Qual é o perfil do juiz do futuro?

O contexto em que um juiz opera, hoje em dia, é complexo, devido à sociedade da comunicação em que vivemos, a lógica avassaladora da criminalidade económico-financeira e a permanente evolução do conhecimento. O CEJ e as universidades têm de absorver os novos saberes. É preciso olhar para os sinais que vêm do exterior. Sem actualização face a novos mundos no domínio da investigação o juiz ou o magistrado do Ministério Público não têm competência para actuar. Trata-se de uma profissão de desgaste rápido que exige uma formação contínua a sério e não apenas para marcar o ponto.
 

Que opinião genérica tem sobre o sistema de ensino em Portugal?

Com preocupação. Sou pai, tenho um filho que está a concluir um curso superior. Foram cometidos muitos erros que eu classificaria de trágicos: descredibilizou-se e retirou-se força e autoridade ao papel do professor em Portugal muito por culpa da massificação destes profissionais e promoveu-se um excesso de horários e disciplinas para ocupar os alunos.
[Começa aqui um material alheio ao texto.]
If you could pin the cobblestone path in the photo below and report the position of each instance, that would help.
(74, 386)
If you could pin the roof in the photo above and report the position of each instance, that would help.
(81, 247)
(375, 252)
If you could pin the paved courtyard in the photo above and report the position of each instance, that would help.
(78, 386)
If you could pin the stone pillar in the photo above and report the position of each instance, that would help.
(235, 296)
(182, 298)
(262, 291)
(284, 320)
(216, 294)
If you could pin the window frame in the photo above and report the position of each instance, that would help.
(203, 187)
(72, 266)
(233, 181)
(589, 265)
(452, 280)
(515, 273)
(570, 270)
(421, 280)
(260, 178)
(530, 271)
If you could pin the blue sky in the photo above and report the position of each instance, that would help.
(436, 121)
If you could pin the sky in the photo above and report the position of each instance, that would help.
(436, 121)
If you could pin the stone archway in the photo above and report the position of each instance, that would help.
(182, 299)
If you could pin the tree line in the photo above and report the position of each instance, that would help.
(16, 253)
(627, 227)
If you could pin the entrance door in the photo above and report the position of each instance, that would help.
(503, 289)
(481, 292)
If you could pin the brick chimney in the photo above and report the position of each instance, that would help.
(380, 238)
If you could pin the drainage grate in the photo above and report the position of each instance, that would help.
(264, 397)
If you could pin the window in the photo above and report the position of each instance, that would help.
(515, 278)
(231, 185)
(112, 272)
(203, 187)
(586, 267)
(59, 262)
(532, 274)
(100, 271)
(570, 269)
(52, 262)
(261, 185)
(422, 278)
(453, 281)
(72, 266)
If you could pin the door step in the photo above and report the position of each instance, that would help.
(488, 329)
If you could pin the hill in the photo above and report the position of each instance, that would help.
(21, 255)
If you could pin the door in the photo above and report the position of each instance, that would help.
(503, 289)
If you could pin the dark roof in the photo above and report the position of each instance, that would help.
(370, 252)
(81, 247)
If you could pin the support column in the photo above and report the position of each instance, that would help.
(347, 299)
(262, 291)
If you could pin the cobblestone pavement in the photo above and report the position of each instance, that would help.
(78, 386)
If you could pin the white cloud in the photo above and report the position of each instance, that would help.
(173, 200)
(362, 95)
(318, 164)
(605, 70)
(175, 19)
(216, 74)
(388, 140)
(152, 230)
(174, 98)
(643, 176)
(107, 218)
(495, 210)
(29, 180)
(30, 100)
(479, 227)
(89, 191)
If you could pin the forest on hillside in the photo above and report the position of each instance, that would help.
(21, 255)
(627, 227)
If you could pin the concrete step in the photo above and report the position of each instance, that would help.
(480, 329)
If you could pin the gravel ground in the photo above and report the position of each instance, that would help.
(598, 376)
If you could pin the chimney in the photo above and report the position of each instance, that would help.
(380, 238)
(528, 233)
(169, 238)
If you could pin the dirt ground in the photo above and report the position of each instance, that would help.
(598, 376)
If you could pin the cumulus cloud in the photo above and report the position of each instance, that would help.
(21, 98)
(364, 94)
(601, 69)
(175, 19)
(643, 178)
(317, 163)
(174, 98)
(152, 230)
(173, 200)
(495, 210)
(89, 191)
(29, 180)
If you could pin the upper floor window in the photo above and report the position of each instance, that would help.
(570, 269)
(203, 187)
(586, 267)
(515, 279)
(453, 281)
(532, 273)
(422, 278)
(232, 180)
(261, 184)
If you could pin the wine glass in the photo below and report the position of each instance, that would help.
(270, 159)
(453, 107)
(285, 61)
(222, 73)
Os estudantes perderam a motivação para irem para a escola que tem de voltar a ser amiga do aluno. A lógica do confronto pelo confronto entre Ministério e professores também não ajudou. Isto já sem falar da ânsia de avaliar o ensino à luz de estatística, em detrimento do critério da aquisição de conhecimentos.
 

Indisciplina e falta de autoridade são duas chagas do sistema. Esta face negativa do sistema tem no «bullying» a sua demonstração mais recente com os casos do Leandro, em Mirandela e do professor de música de Rio de Mouro. Falta punir em tempo útil os comportamentos desviantes?
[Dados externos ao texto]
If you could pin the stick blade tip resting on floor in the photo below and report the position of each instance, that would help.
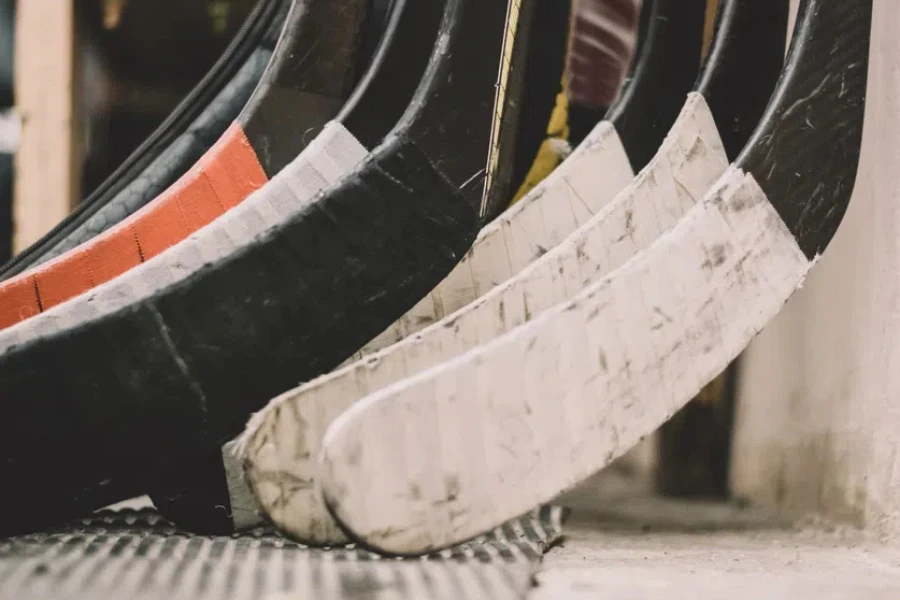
(459, 448)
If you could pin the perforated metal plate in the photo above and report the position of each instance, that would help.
(135, 554)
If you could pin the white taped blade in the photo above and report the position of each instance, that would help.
(559, 398)
(282, 441)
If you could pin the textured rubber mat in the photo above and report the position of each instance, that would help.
(136, 554)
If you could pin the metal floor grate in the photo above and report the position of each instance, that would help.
(135, 554)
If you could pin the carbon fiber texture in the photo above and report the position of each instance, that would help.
(135, 554)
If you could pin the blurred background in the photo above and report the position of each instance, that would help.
(127, 63)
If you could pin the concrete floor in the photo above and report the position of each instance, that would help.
(642, 548)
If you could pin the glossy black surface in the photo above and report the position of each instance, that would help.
(805, 153)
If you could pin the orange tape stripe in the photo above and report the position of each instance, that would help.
(221, 179)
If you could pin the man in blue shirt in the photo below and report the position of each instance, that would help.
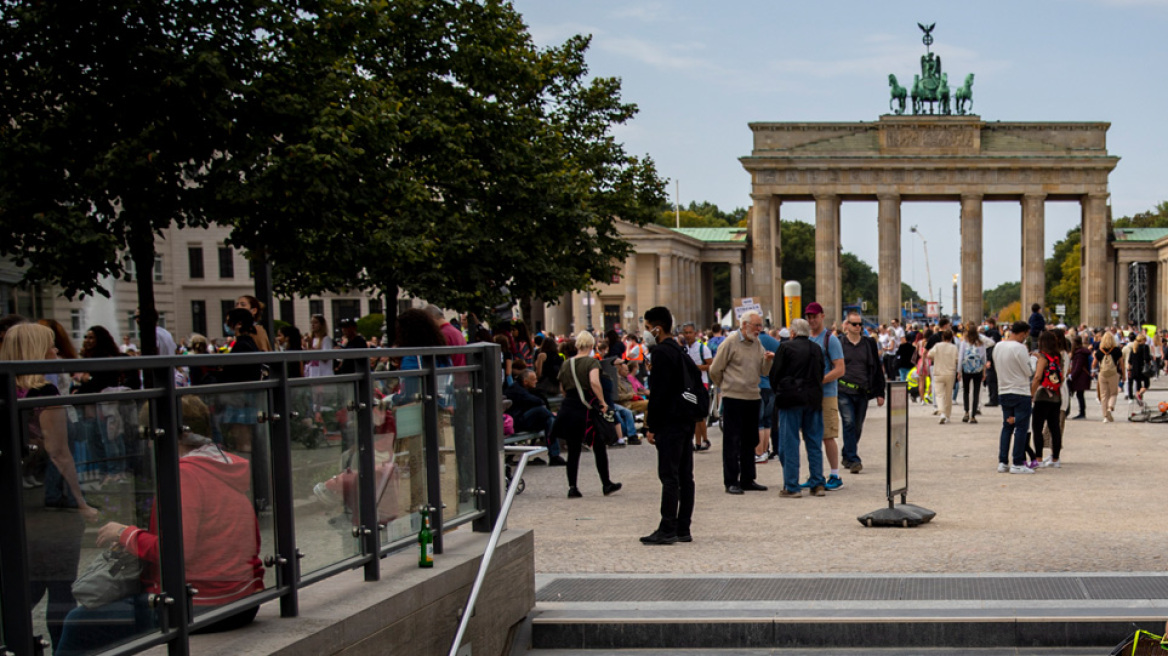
(833, 370)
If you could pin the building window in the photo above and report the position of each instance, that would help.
(199, 316)
(227, 307)
(227, 263)
(195, 256)
(131, 270)
(287, 311)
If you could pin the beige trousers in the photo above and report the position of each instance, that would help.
(1109, 392)
(943, 391)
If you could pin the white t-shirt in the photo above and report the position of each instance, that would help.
(1015, 368)
(700, 353)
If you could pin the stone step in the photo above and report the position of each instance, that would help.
(757, 614)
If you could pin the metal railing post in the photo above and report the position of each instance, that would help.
(16, 609)
(493, 402)
(287, 563)
(433, 465)
(367, 479)
(172, 602)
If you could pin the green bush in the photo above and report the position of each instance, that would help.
(369, 325)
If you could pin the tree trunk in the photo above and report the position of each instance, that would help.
(141, 252)
(389, 288)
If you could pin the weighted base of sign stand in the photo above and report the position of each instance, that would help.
(903, 515)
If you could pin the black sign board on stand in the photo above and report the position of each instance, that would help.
(904, 514)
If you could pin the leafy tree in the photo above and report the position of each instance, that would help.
(109, 111)
(1001, 295)
(1010, 313)
(456, 161)
(1151, 218)
(1066, 290)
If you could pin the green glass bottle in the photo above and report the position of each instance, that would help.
(425, 542)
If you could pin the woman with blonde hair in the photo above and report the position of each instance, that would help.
(1110, 362)
(319, 341)
(574, 413)
(54, 532)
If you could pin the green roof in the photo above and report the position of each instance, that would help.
(714, 234)
(1140, 234)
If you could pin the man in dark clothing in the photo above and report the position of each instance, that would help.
(668, 431)
(863, 379)
(994, 334)
(530, 411)
(941, 326)
(1037, 322)
(353, 340)
(797, 378)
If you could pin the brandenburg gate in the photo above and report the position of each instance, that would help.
(941, 156)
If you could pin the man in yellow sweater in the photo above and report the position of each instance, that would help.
(741, 360)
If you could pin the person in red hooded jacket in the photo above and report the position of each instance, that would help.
(220, 544)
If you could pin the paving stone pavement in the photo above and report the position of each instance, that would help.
(1100, 513)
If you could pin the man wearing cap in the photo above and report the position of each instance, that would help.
(863, 379)
(353, 340)
(833, 370)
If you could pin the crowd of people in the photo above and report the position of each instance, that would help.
(779, 393)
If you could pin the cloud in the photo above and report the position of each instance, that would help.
(645, 12)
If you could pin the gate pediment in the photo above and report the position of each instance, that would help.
(930, 135)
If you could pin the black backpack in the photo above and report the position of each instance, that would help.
(694, 403)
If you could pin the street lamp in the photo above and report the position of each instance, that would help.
(929, 276)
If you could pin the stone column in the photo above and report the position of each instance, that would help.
(827, 257)
(1095, 308)
(1033, 263)
(666, 292)
(1124, 288)
(760, 281)
(735, 281)
(972, 307)
(631, 300)
(889, 274)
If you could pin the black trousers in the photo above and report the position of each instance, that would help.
(971, 382)
(1047, 413)
(675, 470)
(739, 438)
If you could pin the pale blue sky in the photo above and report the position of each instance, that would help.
(701, 70)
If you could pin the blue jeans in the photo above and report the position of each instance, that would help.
(853, 411)
(1019, 407)
(791, 421)
(626, 419)
(92, 629)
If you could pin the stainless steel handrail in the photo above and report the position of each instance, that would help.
(528, 453)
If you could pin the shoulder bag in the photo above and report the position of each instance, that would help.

O problema é que os exemplos não vêm de cima. Vivemos numa sociedade de quebra de auto-estima, de pouco respeito, fraca responsabilidade e escassa disciplina. As escolas têm um défice terrível de disciplina e autoridade e estão formatadas para serem depósitos permanentes de estudantes. Os estabelecimentos de ensino são estruturas físicas frias e qualquer situação que escape ao domínio da aula, o caso do «bullying», podem não ser perceptíveis. Os casos relatados na imprensa são arrepiantes. Aqui também importa não inocentar os pais. A casa e a família são determinantes em toda a dinâmica escolar. Sempre que não for possível debelar este fenómeno pela via pedagógica, evidentemente que tem que haver uma penalização, até do ponto de vista criminal. Não devemos ter medo das palavras. Se não for de outra maneira, terá de se enveredar pela lógica punitiva.

Nuno Dias da Silva
 

 

 


Cara da Notícia

Rui Rangel é juiz-desembargador do Tribunal da Relação de Lisboa. É Mestre em Direito na área de Ciências Jurídico-Comerciais, pela Faculdade de Direito da Universidade Católica de Lisboa, que concluiu com Distinção em Julho de 1999. Licenciou-se em 1981 na Faculdade de Direito de Lisboa. Exerceu funções de docência na FDL em Direito Processual Civil, de 1981 a 1983. Foi secretário-geral da Associação Sindical de Juízes Portugueses. Tem diversos livros publicados, entre os quais, “Os Princípios Fundamentais do Processo Civil Declaratório”,“A Legitimidade Processual” e o “O Registo da Prova: a Motivação das Sentenças Civis no Âmbito da Reforma do Processo Civil e as Garantias Fundamentais do Cidadão”. Tem escrito diversos artigos de opinião publicados em órgãos de imprensa escrita, nomeadamente no “Público”, “Expresso” e “Jornal de Notícias” e participou igualmente em diversos debates televisivos e radiofónicos, sobre temas ligados ao Direito, independência do Poder Judicial e investigação criminal em Portugal, reformas do Direito Processual Civil, entre outros. Actualmente escreve uma coluna semanal no «Correio da Manhã» intitulada «Estado das coisas».